À seulement 19 ans, Zaren décide de passer chez les professionnels. Il dispute son dernier combat amateur en juin 2019 avant de faire ses débuts professionnels le 4 juillet 2019 à Aabenraa, au Danemark. À l’époque, il est présenté comme un jeune talent capable d’aller loin, avec l’ambition éventuelle de se battre pour un championnat du monde.
Froces
C’est un boxeur complet qui peut s’adapter à plusieurs styles dans un ring de boxe. Il gère la distance, boxe de manière ordonnée et ne se lance jamais dans une bagarre coup pour coup. Son matchmaking, disons, n’a pas été fait pour brûler les étapes; on y est allé progressivement avec lui. Il est endurant et n’a aucune difficulté à faire la distance lors de ses combats.
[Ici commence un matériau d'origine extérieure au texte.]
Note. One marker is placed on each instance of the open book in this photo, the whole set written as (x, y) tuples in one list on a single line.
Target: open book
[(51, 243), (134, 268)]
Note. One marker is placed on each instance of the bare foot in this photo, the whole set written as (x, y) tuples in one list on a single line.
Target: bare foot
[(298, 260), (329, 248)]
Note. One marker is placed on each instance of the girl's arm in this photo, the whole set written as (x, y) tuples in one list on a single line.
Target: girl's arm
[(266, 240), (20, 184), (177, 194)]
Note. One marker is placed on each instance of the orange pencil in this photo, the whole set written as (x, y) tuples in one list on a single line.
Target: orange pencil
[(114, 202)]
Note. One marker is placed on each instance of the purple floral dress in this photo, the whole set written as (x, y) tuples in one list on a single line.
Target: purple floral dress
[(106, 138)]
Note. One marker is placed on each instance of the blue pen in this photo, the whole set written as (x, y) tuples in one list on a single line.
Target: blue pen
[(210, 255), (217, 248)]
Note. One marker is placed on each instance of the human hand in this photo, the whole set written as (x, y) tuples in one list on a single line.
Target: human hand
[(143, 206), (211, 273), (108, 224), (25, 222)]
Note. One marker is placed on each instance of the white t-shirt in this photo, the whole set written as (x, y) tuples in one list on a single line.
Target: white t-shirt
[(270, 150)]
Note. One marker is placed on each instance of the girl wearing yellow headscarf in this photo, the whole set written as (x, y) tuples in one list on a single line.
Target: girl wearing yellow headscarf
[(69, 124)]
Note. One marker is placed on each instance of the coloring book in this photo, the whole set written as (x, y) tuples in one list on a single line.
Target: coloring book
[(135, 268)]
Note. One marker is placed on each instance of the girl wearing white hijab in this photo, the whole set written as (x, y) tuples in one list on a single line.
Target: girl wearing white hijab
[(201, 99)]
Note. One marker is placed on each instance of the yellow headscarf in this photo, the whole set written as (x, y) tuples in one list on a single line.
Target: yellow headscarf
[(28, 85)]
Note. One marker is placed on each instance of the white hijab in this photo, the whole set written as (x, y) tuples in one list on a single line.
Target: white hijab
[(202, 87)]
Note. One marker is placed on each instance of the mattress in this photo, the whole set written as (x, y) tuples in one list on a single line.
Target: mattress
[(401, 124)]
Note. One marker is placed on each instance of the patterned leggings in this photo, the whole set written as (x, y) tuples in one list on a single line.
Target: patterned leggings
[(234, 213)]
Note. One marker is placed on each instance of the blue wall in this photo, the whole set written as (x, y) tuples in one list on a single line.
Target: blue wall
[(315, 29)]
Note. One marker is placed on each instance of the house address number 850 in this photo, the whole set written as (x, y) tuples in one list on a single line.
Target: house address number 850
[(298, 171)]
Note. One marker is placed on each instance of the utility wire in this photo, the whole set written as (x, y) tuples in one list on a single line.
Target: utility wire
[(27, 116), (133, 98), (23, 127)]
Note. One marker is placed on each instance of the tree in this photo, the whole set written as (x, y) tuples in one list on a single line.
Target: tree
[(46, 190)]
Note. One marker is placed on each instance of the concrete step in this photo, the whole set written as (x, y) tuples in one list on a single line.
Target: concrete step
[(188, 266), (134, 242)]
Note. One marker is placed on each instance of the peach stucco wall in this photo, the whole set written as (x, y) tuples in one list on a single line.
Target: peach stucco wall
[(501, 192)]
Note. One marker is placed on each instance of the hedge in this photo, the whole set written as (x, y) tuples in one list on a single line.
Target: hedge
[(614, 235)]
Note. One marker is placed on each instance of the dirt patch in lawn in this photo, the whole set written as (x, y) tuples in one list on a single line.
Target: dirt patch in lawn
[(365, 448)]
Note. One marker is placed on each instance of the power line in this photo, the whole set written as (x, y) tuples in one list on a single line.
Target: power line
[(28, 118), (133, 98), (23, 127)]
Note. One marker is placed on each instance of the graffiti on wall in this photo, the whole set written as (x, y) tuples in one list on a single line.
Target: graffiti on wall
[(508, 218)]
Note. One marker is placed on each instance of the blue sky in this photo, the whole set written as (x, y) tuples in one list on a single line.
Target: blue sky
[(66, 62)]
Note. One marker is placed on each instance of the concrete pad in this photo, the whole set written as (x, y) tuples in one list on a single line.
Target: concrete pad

Solide gabarit à 6 pieds 3 pouces pour la catégorie, son pain et beurre est de contrôler la distance, imposer son jab — le résumé en un seul mot : Méthodique.
« Oliver a énormément de talent et il travaille très fort. Je vois un talent exceptionnel. Il possède les habiletés, la portée et il peut boxer aussi bien gaucher que droitier. Il peut aller jusqu’au bout. » – Mikkel Kessler
Photo: BoxingScene – Oliver Zaren
Faiblesses
Il a été relativement peu testé, au Danemark comme à l’extérieur. C’est toute une marche qu’il va prendre face à Osleys Iglesias. Il n’est pas vraiment préparé pour ça si on regarde ses derniers adversaires. Pour citer Mikkel Kessler lui-même : il trouvait qu’il travaillait trop fort dans ses rounds et baissait parfois de rythme en se fatiguant par sa propre faute. On n’a aucune idée comment il réagira sous pression, parce qu’il n’a jamais été testé ou frappé durement dans sa carrière.
Pour résumer ma pensée : le problème avec Oliver Zaren n’est pas qu’il serait mauvais. C’est qu’on ne sait toujours pas comment il réagira lorsque quelqu’un du calibre d’Osleys Iglesias lui enlèvera le confort qu’il a eu dans la majorité de ses combats.
On a une finale de qualité à Québec avec cette défense IBF entre deux hommes invaincus. Wilkens Mathieu vs Vladimir Shishkin est intriguant et j’y reviendrai, Khataev/McCrory et Santana/Asanau, Vincent Tremblay prépare ma chambre d’amis, je serai à Québec en octobre.
Pour ma prédiction : Osleys Iglesias au 8e round.